Все это говорит о том, что не только отдельные группы людей, но и государства по большому счету не могут контролировать и регулировать схему вовлеченности человека в экономические отношения. Говорить в таких условиях о гуманизме и демократии не приходится, поскольку человек имеет лишь те права, которые у него еще не отобрали или те, отменять которые невыгодно. Причем, экономическая детерминированность человеческого существования позволяет сохранить иллюзию прав человека в достаточной степени.

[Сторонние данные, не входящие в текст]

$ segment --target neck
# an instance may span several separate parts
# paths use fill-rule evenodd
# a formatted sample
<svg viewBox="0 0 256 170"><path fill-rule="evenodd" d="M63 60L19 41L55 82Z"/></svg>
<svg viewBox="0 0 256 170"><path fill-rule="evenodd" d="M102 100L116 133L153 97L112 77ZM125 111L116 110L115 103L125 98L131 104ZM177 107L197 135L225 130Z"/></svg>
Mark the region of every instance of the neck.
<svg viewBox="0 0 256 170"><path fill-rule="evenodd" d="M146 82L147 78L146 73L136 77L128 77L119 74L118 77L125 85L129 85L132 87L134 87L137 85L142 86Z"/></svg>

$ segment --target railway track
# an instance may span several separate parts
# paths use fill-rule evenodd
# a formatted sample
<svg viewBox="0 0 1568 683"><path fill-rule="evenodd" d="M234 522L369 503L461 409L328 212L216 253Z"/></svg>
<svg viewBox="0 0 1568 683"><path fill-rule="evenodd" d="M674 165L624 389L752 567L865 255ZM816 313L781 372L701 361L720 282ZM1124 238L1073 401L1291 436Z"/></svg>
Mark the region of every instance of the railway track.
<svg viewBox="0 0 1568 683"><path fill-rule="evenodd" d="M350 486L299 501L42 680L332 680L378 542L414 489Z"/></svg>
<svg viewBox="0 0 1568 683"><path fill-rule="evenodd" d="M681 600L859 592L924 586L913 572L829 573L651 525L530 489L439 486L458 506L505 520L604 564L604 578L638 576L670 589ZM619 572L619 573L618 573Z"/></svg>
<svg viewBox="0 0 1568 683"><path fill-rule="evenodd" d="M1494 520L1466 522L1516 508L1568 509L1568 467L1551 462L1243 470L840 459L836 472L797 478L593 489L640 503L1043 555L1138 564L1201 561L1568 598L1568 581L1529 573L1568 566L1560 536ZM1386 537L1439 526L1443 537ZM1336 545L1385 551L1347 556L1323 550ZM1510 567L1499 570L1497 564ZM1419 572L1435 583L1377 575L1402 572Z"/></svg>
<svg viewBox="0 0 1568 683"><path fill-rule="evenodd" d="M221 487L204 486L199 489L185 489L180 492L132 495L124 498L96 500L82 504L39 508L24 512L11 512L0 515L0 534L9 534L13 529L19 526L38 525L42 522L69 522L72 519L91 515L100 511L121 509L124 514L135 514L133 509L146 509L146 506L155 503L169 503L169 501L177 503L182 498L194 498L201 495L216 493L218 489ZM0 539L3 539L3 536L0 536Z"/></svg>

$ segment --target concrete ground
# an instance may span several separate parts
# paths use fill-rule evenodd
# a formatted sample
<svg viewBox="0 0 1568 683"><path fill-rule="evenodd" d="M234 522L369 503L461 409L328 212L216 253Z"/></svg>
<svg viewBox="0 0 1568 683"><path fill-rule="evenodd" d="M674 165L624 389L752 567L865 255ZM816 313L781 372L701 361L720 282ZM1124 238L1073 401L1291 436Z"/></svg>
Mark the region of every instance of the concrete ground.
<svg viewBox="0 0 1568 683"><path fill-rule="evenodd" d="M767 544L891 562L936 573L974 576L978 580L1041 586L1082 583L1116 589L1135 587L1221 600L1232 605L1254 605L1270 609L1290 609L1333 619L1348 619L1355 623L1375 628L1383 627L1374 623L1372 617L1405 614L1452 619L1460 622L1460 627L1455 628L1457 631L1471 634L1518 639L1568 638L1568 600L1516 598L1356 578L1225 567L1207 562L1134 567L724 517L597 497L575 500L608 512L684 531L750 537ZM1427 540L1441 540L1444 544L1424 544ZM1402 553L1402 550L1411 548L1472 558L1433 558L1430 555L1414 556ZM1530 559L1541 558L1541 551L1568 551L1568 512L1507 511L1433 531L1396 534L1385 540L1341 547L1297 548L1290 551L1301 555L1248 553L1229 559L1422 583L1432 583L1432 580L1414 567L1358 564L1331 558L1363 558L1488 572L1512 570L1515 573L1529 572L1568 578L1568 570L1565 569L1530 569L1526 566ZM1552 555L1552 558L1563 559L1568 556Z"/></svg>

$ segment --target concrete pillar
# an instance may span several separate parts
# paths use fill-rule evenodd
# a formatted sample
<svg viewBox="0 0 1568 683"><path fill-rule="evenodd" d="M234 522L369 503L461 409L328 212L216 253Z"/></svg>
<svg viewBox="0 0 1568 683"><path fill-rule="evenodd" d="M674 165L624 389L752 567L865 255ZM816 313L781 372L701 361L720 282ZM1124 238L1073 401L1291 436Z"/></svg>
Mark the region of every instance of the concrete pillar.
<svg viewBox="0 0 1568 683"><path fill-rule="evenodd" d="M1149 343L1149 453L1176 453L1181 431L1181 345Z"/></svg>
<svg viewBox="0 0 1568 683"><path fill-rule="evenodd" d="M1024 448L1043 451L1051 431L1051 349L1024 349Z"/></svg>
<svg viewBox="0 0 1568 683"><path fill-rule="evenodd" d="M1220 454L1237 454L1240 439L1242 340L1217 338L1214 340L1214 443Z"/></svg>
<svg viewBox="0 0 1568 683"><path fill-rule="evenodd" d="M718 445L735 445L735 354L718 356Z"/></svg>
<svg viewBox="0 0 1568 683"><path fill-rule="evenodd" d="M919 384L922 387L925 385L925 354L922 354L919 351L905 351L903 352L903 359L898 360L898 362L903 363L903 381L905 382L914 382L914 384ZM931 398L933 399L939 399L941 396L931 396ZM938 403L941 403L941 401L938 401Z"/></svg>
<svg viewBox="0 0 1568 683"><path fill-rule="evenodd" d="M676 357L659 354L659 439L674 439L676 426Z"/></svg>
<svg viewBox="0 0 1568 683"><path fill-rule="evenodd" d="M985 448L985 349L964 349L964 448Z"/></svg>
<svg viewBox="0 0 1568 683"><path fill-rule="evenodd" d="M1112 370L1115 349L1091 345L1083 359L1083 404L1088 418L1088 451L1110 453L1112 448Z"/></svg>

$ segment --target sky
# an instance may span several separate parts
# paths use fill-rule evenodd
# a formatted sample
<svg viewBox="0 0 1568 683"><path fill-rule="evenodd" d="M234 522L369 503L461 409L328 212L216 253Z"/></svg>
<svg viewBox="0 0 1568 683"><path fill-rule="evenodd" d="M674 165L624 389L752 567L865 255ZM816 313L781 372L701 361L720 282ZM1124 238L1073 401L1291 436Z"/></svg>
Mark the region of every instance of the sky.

Так каково же место гуманизма в сложившихся отношениях? Чаще всего – это действительно миф, служащий оправданием для каких-либо действий. И, как уже говорилось, насилие занимает в структуре мифа о гуманизме определенное отрицательное положение. Насколько же это положение оправдано и какие следствия такое его восприятие может повлечь?
Насилие существует как:
- Символическое действие:
В связи с установкой на политкорректность (тенденция на исключение Зла из дискурса), маргинализация понятия, словоупотребления, жесткая связь с негативными коннотациями. Насилие – как перфомативное сообщение, жест, знак, находится под запретом, что вызывает символическую кастрацию человеческой чувственности, его телесности и как следствие определеное обеднение образа человека, упрощение до рацио, до машины. С другой стороны идет легализация насилия (в кино – повышение интенсивности, как гиперкомпенсация за фактический запрет на насилие и чувственность; в массмедиа и кино – амбивалентность в оценке насилия и опять же вытеснение насилия из сознания, связанное с запретом чувств, это порождает нечувствительность к насилию). Насилие, лишенное чувственной привязки в человеке становится симулякром.- из-за этого насилие теряет свой символический характер.
- Чистая трата:
Связано с жертвой и разрушением (саморазрушение). Здесь насилие имеет мифологическую природу. Экстатическое единение с миром через насилие. Сфера экстатического закрыта по причине не только запрета на насилие, но и по причине его рационализации. Тут мы вступаем в область смежного мифа – мифа о рациональности человека, в то время как человек – скорее рационализирующее существо.
- Коммуникация:
Коммуникация – воспринимается как не только рациональный процесс, но как вообще информационное взаимодействие. Насилие – это информация, насилие – это сообщение, которое будет обязательно принято и отреагировано. Насилие можно назвать близкодействием, что имеет многоплановое воздействие на субъекта и Другого, может восприниматься и быть фактически проявлением чего угодно (весь спектр человеческих чувств и переживаний). В современности человек общается на уровне образа (чаще всего инкорпорированного ему массмедиа), этот «образ себя» детерминирует «образ другого» и общение не выходит за рамки взаимодействия двух этих образов. Насилие в силу своей фактуальности, хотя и рождается из образов, является событием, которое невозможно игнорировать, поэтому образное взаимодействие распадается и общение происходит на более близкой дистанции, в пересечении личностных полей. Взамиодействие с Другим всегда связано с насилием (По разным схемам –у Лакана Субъект и Другой по Гегелевсокй диалектике раба и господина, У Сартра два плана отношения к Другому). Основное сообщение насилия – утверждение бытия субъекта (а уже отсюда все остальное)
- Любое действие:
всякое действие, вытекающее из «Я есмь» является насилием, либо к себе, либо к другому или миру. Особенно важна, в соотнесении с мифом о насилии, здесь как раз возможность насилия по отношению к себе. Что является часто условием личностного прогресса!
- Творчество:
Творчество – организация, оформление, борьба с материалом. Трансгрессия
- Интенция на человека (т.е. напрямую вступает здесь в отношение с гуманизмом):
Насилие всегда человеческое отношение и всегда адресовано к чему-то, в конечном итоге к человеку. Субъект сам по природе связан с насилием – человек как рана мира, как порез в структуре, как ответ на вопрос Другого (насилие всегда реактивно и возможно на уровне субъекта как преодоление). «… Есть что-то ужасающе насильственное в открытом проявлении страсти к другому человеку», как пишет Жижек.
- Отношение:
В силу своей реактивности и фатальной связи с человеческим.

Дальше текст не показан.